An answer started to take shape too. For a few months I had been posting nature photos, mostly birds on my Facebook page and in a few FB Groups, and on our neighborhood association listserv. They were a way for me to share my outdoor experiences and nature encounters, including in our yard, on local walks, as well as trips with nature and conservation NGOs. Commentary provided a chance to share some of the naturalist learnings I brought along from my childhood and new ones recently learned. I could also comment on nature’s changes, losses and recoveries, that I was surprised to discover. I thought of this as my chance to pay forward what my Dad and the others that shared naturalist and conservation lessons with me.

The photos and commentary got a nice reception from Friends and a couple of the NGOs asked for permission to use some in their media. Some photos started being borrowed from a Flickr account or Shared on FaceBook and showing up on a variety of web-sites, including travel sites. Some with credit, some not. Somewhat arrogantly I suppose, I read into this that I was addressing the problem of lack of scale of in-person trips to special places. That I was creating opportunities for virtual ‘Aha’ moments for viewers that were not as connected to nature as I enjoyed being. I was very pleased with the “I didn’t know – fill in the species name for common migratory visitors – came to our yard or I didn’t know that about – fill in the species name for common residents” comments. Even better were the questions that came along about how to help attract more wildlife to their yard or where to go nearby to see more.

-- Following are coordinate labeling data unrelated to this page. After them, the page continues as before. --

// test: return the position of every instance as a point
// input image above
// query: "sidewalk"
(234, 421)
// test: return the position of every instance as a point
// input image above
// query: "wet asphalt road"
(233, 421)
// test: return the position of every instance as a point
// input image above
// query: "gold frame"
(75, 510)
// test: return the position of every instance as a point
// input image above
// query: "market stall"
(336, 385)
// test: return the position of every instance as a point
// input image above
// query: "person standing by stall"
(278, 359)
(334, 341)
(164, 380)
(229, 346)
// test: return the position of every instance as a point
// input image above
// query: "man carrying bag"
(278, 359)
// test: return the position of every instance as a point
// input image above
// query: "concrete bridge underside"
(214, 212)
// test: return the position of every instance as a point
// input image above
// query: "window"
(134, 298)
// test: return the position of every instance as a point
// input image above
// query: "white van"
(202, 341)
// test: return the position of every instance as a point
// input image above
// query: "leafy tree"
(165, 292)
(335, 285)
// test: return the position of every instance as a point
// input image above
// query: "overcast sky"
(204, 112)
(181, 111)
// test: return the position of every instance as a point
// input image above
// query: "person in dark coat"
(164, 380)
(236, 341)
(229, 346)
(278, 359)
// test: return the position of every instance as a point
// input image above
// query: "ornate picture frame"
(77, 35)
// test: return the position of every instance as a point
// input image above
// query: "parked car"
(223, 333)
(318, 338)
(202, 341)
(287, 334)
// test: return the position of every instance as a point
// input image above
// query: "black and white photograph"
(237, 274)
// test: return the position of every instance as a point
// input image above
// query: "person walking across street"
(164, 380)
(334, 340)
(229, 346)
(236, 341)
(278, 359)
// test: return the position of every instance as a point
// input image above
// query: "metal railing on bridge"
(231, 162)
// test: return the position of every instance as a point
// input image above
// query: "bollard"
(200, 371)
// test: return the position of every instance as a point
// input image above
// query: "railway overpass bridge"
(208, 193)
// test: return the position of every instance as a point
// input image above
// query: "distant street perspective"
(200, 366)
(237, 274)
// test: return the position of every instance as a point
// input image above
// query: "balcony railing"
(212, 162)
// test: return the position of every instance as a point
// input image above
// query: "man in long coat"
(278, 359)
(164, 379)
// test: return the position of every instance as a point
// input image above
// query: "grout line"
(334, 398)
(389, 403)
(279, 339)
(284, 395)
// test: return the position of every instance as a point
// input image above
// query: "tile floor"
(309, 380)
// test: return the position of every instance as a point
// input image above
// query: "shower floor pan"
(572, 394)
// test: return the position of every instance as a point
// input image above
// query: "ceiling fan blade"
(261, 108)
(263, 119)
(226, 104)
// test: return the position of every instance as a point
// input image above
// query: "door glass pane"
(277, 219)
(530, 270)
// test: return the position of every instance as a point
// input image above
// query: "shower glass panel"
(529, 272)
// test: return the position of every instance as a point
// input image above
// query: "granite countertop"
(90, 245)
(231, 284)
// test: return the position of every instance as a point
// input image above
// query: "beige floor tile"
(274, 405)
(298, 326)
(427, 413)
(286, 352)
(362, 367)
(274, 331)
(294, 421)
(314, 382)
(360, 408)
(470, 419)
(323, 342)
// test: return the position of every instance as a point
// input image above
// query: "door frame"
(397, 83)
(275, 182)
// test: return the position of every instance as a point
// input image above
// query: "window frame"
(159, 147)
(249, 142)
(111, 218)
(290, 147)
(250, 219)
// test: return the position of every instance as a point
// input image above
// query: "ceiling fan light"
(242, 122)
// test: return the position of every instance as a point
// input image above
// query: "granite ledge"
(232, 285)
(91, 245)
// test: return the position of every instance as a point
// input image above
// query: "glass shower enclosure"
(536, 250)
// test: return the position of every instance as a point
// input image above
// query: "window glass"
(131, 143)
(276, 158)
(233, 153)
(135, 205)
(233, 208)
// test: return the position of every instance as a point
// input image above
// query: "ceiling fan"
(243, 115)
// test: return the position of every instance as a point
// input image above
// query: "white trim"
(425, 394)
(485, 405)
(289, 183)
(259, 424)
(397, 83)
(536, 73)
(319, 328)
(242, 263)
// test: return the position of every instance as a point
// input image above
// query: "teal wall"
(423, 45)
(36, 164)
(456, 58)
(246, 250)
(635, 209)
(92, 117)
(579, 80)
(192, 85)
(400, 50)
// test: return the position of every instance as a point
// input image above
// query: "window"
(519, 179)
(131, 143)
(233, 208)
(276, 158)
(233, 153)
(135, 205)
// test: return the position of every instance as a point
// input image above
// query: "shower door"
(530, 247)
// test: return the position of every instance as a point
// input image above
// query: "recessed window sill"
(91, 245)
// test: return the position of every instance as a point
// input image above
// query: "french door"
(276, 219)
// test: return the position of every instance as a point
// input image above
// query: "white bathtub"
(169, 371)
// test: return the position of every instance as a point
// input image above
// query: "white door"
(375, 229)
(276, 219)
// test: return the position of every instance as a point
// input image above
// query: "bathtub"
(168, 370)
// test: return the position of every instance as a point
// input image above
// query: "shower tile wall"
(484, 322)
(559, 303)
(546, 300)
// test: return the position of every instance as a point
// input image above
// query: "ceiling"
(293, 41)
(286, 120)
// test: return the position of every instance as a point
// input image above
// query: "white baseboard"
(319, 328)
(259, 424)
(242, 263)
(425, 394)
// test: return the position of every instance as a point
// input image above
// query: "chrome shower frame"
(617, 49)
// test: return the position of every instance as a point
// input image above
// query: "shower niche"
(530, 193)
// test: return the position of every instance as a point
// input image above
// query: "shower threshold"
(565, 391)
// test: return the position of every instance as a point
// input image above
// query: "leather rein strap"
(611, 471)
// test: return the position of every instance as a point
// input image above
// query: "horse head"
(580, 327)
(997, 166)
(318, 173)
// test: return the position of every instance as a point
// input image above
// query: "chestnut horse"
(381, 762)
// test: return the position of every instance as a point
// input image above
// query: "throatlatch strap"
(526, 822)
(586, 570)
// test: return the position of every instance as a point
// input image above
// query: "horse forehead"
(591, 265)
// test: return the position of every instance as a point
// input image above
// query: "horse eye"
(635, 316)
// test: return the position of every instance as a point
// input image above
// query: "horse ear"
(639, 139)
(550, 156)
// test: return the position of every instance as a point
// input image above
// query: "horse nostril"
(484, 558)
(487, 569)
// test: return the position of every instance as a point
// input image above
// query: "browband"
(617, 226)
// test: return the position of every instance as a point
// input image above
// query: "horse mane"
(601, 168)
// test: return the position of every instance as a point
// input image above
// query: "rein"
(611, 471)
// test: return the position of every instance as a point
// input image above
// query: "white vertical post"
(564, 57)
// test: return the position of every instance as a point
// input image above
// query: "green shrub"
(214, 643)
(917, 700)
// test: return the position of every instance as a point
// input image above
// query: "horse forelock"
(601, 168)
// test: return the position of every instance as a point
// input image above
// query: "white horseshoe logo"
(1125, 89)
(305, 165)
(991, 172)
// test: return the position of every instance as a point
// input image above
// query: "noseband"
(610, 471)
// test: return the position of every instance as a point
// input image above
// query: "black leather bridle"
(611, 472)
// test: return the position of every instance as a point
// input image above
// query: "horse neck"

Then along came the pandemic.

As neighbors and friends began sheltering in place, taking long walks along our tree-lined streets and hikes in nearby greenspaces, as noise pollution plummeted, and singing spring residents and migrants began serenading potential mates, the number of nature surprises of awe went up – “wow, that is a cute little bird with a huge voice and beautiful song”. This quickly trended to an increase in national and local bird watching (documented by the increase in sales of feeders, seed, and binoculars) resulting in even more awe. Lots of these awestruck neighbors, friends, and a growing number of e-acquaintances, began connecting my photos to their sights and sounds experiences. One interesting connection stood out to me. My conservation comments (some would say preaching) became less abstract. A comment about the 30% decline in song sparrow populations over the last year 30 years became a personal concern about that “cute little bird with a huge voice and beautiful song that sings to me on my morning walk”. These new birders were taken aback that this abundance of nature they had discovered was a fragment of what I and others experienced just a short few years ago. They started down a journey similar to my own – awareness of the nature in which we are immersed everyday, awareness made possible by unstructured ‘free-time’ (in their case breaks from Zoom meetings) in the outdoors – learning from others about the natural history of our discoveries, including their decline, learning that makes unproductive time productive time well spent and satisfying – commitment to do what we can to reverse the loss of what we had been taking for granted. A much appreciated outcome of this Awakening has been how concerns shared by many of us about the existential threats to our environment, such as climate change, continue as concerns, while expanding to the local threats to our new wildlife friends. Threats that can be addressed by practical actions in our own yards and local greenspaces.

I like to think RushingOutdoors might become a virtual platform for sharing a feral childhood 2.0. One that pays forward the naturalist lessons and positive conservation influences of my Dad and his buddies, but updated to communicate a more real-time perspective of the environmental changes underway rather than the retrospective surprise I experienced. If it works, a broad spectrum of readers will have a trip guide helping to explore and find special their backyards and local nature preserves. The experience of being surprised at how awesome nature is and how it deserves our respect and protection will be scaled up.